WHEN many people think of care, they probably think of providing aid for basic needs, such as helping someone with bathing, helping them to get them up and dressed in the morning and preparing meals.

Healthcare assistants at Westmorland Homecare do all of those things, of course, during their regular visits to our elderly and vulnerable clients.

But caring in its deeper sense means more than just carrying out these kinds of tasks.

It is about seeing each person as an individual and respecting their personal wishes.

That involves getting to know each client as much as they are prepared to let us do so – their likes, their dislikes, the way they prefer to be addressed, the tone we adopt when we speak to them and so on.

Sometimes clients will like visitors to be bright and breezy. At other times they might prefer a more restrained and quieter approach.

For example, most people think of anniversaries such as birthdays in a positive way, as something to celebrate.

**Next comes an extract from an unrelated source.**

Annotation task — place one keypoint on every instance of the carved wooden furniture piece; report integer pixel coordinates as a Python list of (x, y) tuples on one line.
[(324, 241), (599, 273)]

But for some older people they might be sad reminders that people they used to know and love are no longer around or cannot visit them, perhaps because they, too, are not as mobile as they used to be.

Everyone who helps care for others has to be mindful of that person’s mood and be ready to respond accordingly.

We need to be mindful that we work in their home, but they must never consider themselves as living in our workplace.

At times the people we care for might just want to chat, although we should not assume they always want to think about the past.

Nostalgia does not appeal to everyone – some people would much rather talk about the here and now, or the future.

If the client does not want to talk and has no immediate needs then we should look around and see if there are any useful tasks we could do – with their permission - to potentially make their life easier.

Finally, we need to recognise a client’s baseline so we can spot any changes that might merit attention.

That all comes about by getting to know someone – the crucial element of caring.